Un peu plus tard, il décide d’enquêter sur le sceau en forme de toile d’araignée. Il se rend place Saint Marc et montre le sceau à quelques scribes. Les premiers ne savent rien, et le troisième bredouille une vague excuse d’un air coupable en prétextant ne rien savoir. Lui sait, c’est certain. Le soir Don Ignacio revient et suit le scribe jusque chez lui. Là il l’aborde et lui redemande ce que signifie le sceau. Il blêmit et refuse de répondre. L’hidalgo menace, mais l’autre explique les yeux exorbités qu’il peut lui faire ce qu’il veut, ce ne sera jamais rien en comparaison avec ce que EUX peuvent lui faire. Puis il rentre chez lui.
L’espagnol planque, et ne tarde pas à apercevoir le scribe sortir en catimini avec des airs de conspirateurs pour aller déposer une lettre dans une bouche d’or. N’écoutant que son courage, il va chercher de l’huile dans une barque et met le feu à la bouche d’or, espérant détruire ainsi le mot qui l’incrimine. Hélas il fait ça en plein jour sans se cacher, et lorsqu’il rentre chez lui, il se rend compte qu’il est suivi. Il traine un peu, et de retour à son logis, trois pendards sont là pour l’inviter à les suivre. Se sentant dans le pétrin, il décide de n’opposer aucune résistance. Il est conduit au Palais des Doges, emmené dans des couloirs sans fin dans une petite pièce ou il rencontre celui qu’il appellera par la suite le Petit Inquisiteur. C’est en quelque sorte le chef de la police secrète de Venise, ne répondant qu’aux trois grands inquisiteurs en personne.
Il questionne Don Ignacio sur ce que qu’il suppose être la raison de sa présence ici. Ne sachant pas ce que sait de lui la personne qui l’interroge, il n’en dit que très peu, préférant le laisser venir. Effectivement il en sait pas mal : La bouche d’or, l’attentat contre l’ambassadeur, et plus encore. Mais rien de ses histoires avec la toile d’araignée et la femme brune.
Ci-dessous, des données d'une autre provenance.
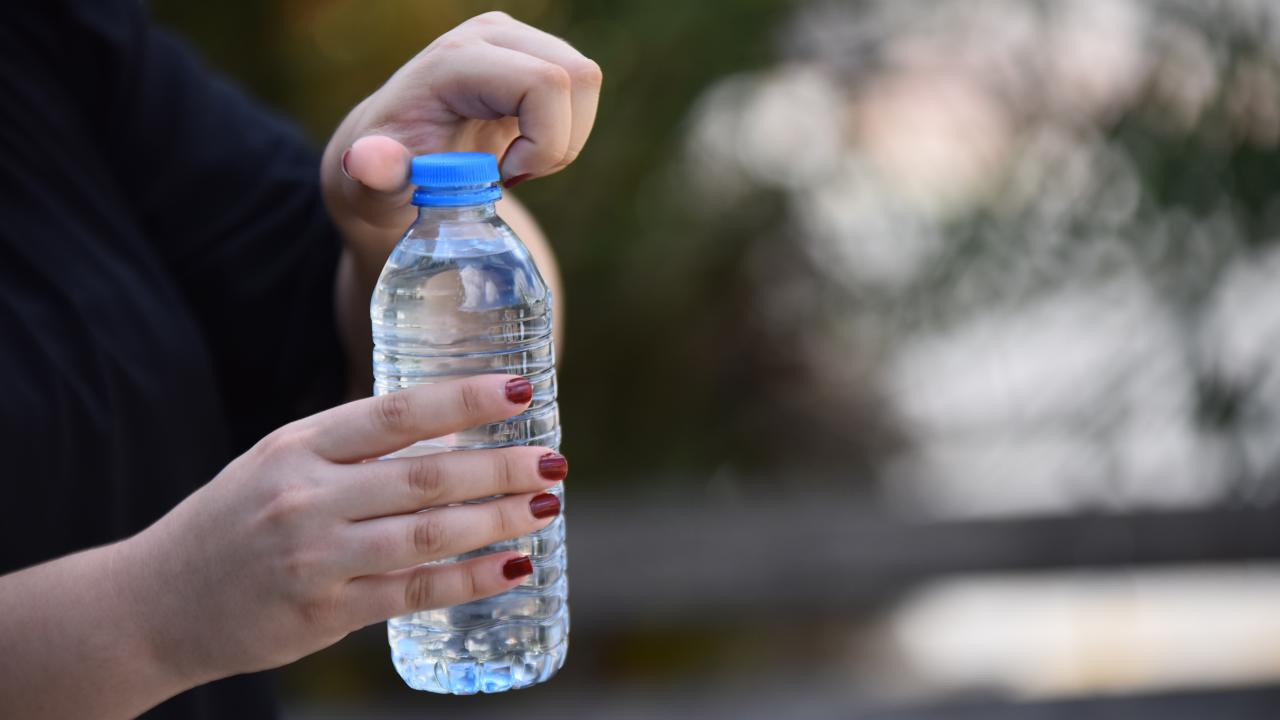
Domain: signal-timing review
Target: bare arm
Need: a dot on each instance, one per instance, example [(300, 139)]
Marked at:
[(298, 541), (292, 546)]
Dieu merci le chef de la police ne lui tiendra pas rigueur de son acte de vandalisme, et semble croire les explications assez fumeuses qu’il lui sert. A la fin de l’entretien, il lui demande si il veut bien travailler pour lui en laissant trainer ses oreilles à l’ambassade, en échange d’une place au consulat d’Espagne à… Paris. Le fier hidalgo refuse tout net, ne voulant pas trahir son roi. En conséquence le petit inquisiteur lui signifie que la surveillance autour de lui ne pourra aller qu’en s’intensifiant. Ils se quittent néanmoins courtoisement.